前回の記事「イロレーティング 1:棋力ってなんだ?」では、Bに対するAの「一般化オッズ」\[F(E_{AB}) = \frac{f(E_{AB})}{f(E_{BA})}\]の関数形に対してイロ教授がある仮定を導入したというところまで記しました。

その仮定とは\[f(E) = E\]という最もシンプルな線形化です。こうすると、「一般化オッズ」は\[F(E_{AB}) = \frac{E_{AB}}{E_{BA}} = \frac{E_{AB}}{1 - E_{AB}}\]となり、これは一般的によく使われているオッズになります。また、「一般化レート」は\[G(E_{AB}) = \log(\frac{E_{AB}}{1 - E_{AB}})\]なので、これを勝率について解くと、\[E_{AB} = \frac{1}{1 + 10^{(R_B - R_A) / 400}}\]となります。ここで、\[G(E_{AB}) = G_{A} - G_{B} = \frac{R_{A} - R_{B}}{400}\]としました。\[G_{A},~ G_{B}\]は、それぞれ平均的な選手に対するA, Bの「一般化レート」であり、\[R_{A},~ R_{B}\]がイロレーティングにおけるレートになります。
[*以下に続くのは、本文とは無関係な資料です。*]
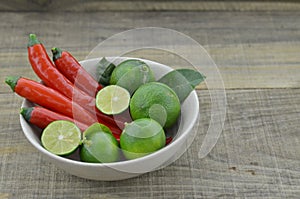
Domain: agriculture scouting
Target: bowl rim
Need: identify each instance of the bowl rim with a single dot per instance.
(173, 144)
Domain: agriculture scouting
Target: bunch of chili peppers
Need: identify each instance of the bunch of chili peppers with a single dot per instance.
(67, 91)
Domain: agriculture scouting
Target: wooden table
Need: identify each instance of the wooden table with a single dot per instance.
(256, 47)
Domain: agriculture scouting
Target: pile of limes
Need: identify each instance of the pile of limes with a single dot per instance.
(153, 107)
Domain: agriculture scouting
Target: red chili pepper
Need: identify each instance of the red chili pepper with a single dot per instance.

ここで(対数の底を10とした上で)400で割っているのは、レートが200違う時に勝率が約75%になるようにするためです。実際には約75.97%ですが、10進数でキリのいい数字にしたのでしょう。また、レートの原点は平均が1500になるように選びます。

レート差と勝率との関係については以下の資料ページにまとめておきます。

この仮定がどれくらい有効なのかという研究はチェス等で行われていると聞きますが、私は詳細を把握しておりません。もし機会があれば詳しく調べてみたいと思います。しかしながら、広く普及しているということは大雑把な枠組みとしては有効だと判断されているのだと思います。

最後に、実際にどのようにレートを推定したらよいのかを考えます。

現実には選手の数も対局数も理論的な理想には程遠く、本来必要となる量のごく一部(しかも酷く偏っているサンプルである可能性もある)しか存在しません。その標本から真面目に統計的に推定することはそれなりに大変であり、シンプルさというこの手法の趣旨に反してしまいます。荒っぽくていいので、もっと簡単で随時更新可能な実用的な手法が望まれます。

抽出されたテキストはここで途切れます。